Article from The Vineyard Gazette
The Vineyard Gazette this week welcomed a new piece of technology into its decades-old printing operation with the addition of a new computer-to-plate unit. The Platewriter 8000, produced by Danish pre-press manufacturer Glunz & Jensen, uses inkjet technology to convert computer-generated page layouts to plates ready for printing in a single step. The state-of-the-art unit eliminates several steps in the pre-press production process that involved developing film negatives of each newspaper page, splicing them together, then using a chemical process to burn the images onto plates, said publisher Jane Seagrave.

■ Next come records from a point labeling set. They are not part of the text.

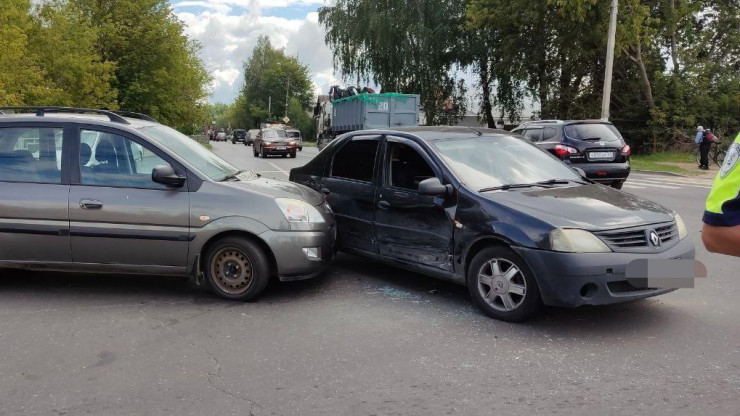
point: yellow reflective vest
(723, 204)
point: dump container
(375, 111)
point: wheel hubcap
(232, 271)
(502, 285)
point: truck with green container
(363, 112)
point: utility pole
(606, 99)
(287, 90)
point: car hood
(279, 189)
(592, 207)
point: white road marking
(279, 169)
(641, 183)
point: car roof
(432, 133)
(61, 117)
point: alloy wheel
(502, 285)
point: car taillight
(562, 150)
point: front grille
(624, 239)
(635, 238)
(667, 232)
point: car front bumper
(572, 280)
(293, 263)
(605, 172)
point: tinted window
(117, 161)
(406, 167)
(490, 161)
(550, 133)
(356, 160)
(534, 135)
(31, 155)
(593, 132)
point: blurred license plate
(601, 155)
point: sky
(228, 31)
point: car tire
(236, 269)
(508, 298)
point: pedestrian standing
(721, 232)
(704, 147)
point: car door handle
(91, 204)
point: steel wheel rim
(232, 271)
(501, 284)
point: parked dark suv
(94, 191)
(597, 147)
(490, 210)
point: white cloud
(228, 31)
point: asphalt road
(365, 339)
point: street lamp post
(605, 101)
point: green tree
(63, 43)
(158, 71)
(408, 47)
(271, 76)
(22, 80)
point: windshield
(198, 156)
(273, 134)
(593, 132)
(491, 161)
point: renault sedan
(492, 211)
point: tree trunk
(485, 81)
(647, 89)
(674, 48)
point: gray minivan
(97, 191)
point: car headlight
(576, 241)
(299, 211)
(683, 232)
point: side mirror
(165, 175)
(581, 172)
(433, 187)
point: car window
(31, 154)
(491, 161)
(356, 160)
(273, 134)
(534, 135)
(406, 168)
(593, 132)
(196, 155)
(118, 162)
(550, 133)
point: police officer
(721, 232)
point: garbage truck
(366, 111)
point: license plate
(601, 155)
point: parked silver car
(130, 195)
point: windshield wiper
(560, 182)
(512, 186)
(232, 176)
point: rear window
(593, 132)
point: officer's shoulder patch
(731, 160)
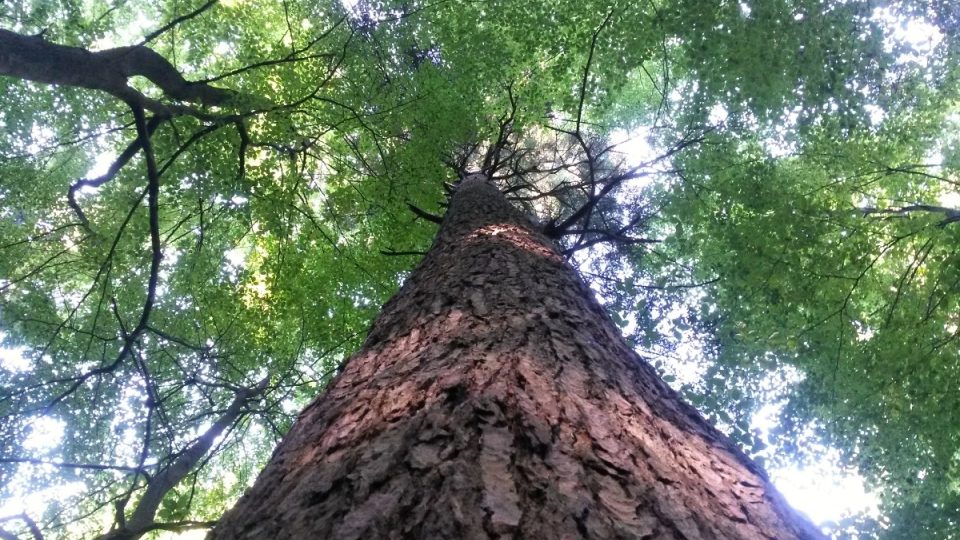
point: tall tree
(494, 398)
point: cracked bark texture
(494, 398)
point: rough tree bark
(494, 398)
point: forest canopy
(203, 204)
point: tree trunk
(494, 398)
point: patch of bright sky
(823, 489)
(919, 36)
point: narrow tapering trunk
(494, 398)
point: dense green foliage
(794, 216)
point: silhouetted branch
(424, 214)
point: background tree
(190, 250)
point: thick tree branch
(141, 521)
(124, 158)
(950, 214)
(35, 59)
(424, 214)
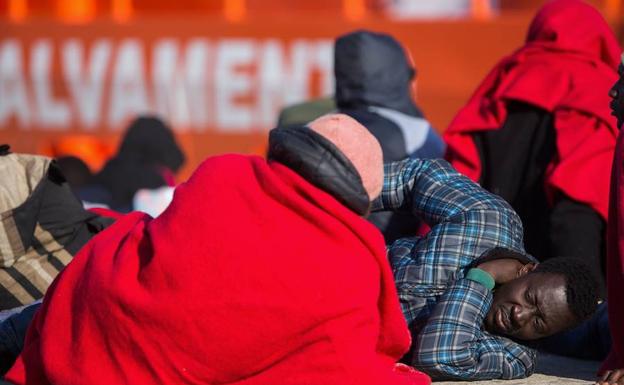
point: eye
(538, 324)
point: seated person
(612, 370)
(469, 292)
(258, 272)
(43, 225)
(538, 132)
(375, 78)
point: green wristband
(481, 276)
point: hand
(506, 269)
(612, 377)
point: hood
(373, 69)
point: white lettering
(50, 112)
(128, 93)
(180, 87)
(85, 80)
(231, 83)
(323, 59)
(13, 97)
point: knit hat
(357, 144)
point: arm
(434, 191)
(452, 345)
(465, 221)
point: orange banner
(220, 85)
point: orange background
(451, 57)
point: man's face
(530, 307)
(617, 94)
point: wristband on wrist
(481, 276)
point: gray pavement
(551, 370)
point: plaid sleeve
(434, 191)
(452, 345)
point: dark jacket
(373, 86)
(42, 226)
(147, 153)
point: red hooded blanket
(615, 260)
(251, 276)
(566, 67)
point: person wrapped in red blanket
(612, 370)
(538, 131)
(259, 272)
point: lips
(502, 320)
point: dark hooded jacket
(147, 154)
(373, 86)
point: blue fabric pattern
(445, 312)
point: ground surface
(551, 370)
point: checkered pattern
(445, 312)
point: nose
(520, 315)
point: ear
(525, 269)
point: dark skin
(526, 306)
(617, 95)
(617, 109)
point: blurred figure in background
(148, 158)
(430, 9)
(374, 80)
(305, 112)
(43, 225)
(538, 132)
(612, 370)
(76, 172)
(262, 300)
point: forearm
(452, 344)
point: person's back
(373, 85)
(147, 158)
(43, 226)
(256, 274)
(538, 132)
(469, 292)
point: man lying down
(468, 290)
(257, 274)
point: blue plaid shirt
(444, 310)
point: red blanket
(567, 66)
(251, 276)
(615, 260)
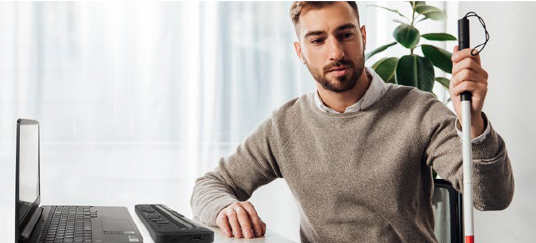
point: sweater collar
(375, 92)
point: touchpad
(117, 226)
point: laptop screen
(27, 192)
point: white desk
(269, 237)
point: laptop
(54, 224)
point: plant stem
(412, 21)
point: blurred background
(138, 99)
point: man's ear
(364, 36)
(297, 47)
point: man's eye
(348, 35)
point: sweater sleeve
(252, 165)
(493, 181)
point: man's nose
(336, 50)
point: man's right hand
(240, 219)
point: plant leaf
(386, 69)
(414, 4)
(423, 18)
(438, 36)
(439, 57)
(378, 50)
(416, 71)
(406, 35)
(443, 81)
(399, 21)
(431, 12)
(388, 9)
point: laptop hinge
(28, 229)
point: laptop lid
(27, 188)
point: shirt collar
(375, 92)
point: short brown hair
(298, 6)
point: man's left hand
(468, 75)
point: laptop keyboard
(68, 224)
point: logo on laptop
(133, 238)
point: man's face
(332, 45)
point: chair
(447, 204)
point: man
(358, 153)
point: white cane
(463, 43)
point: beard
(342, 83)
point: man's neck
(340, 101)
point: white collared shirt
(375, 92)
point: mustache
(342, 62)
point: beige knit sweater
(361, 176)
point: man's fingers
(245, 222)
(467, 63)
(467, 86)
(254, 218)
(223, 222)
(263, 228)
(468, 75)
(233, 220)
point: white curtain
(138, 99)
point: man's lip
(339, 72)
(338, 68)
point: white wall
(509, 60)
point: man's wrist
(478, 126)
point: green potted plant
(415, 70)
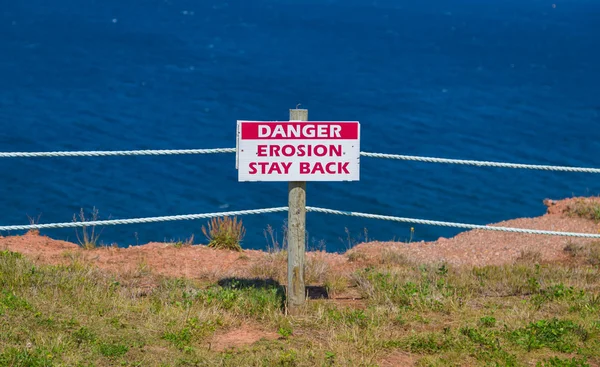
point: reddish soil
(477, 247)
(239, 337)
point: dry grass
(587, 253)
(514, 315)
(587, 208)
(529, 257)
(225, 233)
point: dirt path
(477, 247)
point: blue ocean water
(515, 81)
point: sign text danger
(298, 151)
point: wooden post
(296, 234)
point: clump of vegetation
(225, 233)
(34, 221)
(589, 253)
(521, 314)
(183, 243)
(588, 209)
(87, 237)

Behold, the new Glunz & Jensen platemaker — Mark Lovewell
Using the Platewriter, the newspaper can transmit image files by computer directly onto plates that are ready to put on the printing press. “This new technology is more efficient, lets us improve the quality of our print reproduction and best of all is environmentally friendly,” Ms. Seagrave said. “There are no chemicals involved in the process, which was a major factor in our decision to buy this unit.”
The Platewriter was purchased from Hank Clifford of RMM Associates, a Massachusetts-based dealer that represents Glunz & Jensen products in the United States. Mr. Clifford and Steve Swihart, North American sales manager for Glunz & Jensen, were on-Island this week to install the unit, the size of a compact car, in the Gazette’s Edgartown office. The unit occupies a former darkroom adjacent to the newspaper’s Goss Community Press, which was installed in 1974.
The Gazette is committed to printing the newspaper on-Island as it has for the past 169 years, Ms. Seagrave said. The addition of the new Platewriter unit resolves the one weak link in the production process, said press supervisor Jeremy Smith.
“Our Goss Community Press is the workhorse of the newspaper industry, and has many good years left,” he said. “What I like most about this new unit is its reliability. It’s so 21st century. We don’t have to worry week to week about whether the old technology we were using to create the plates will continue to work.”
Mr. Swihart said about 1,600 Platewriters have been sold globally, mostly to commercial printing operations. The units are relatively new to the U.S. newspaper market, with about 30 papers now using them.
“It’s a good fit for geographically challenged areas like the Vineyard because it is easy to use, requires little maintenance and it has a great environmental footprint,” Mr. Clifford said. He noted that the steps saved by going directly to plates also results in better quality images.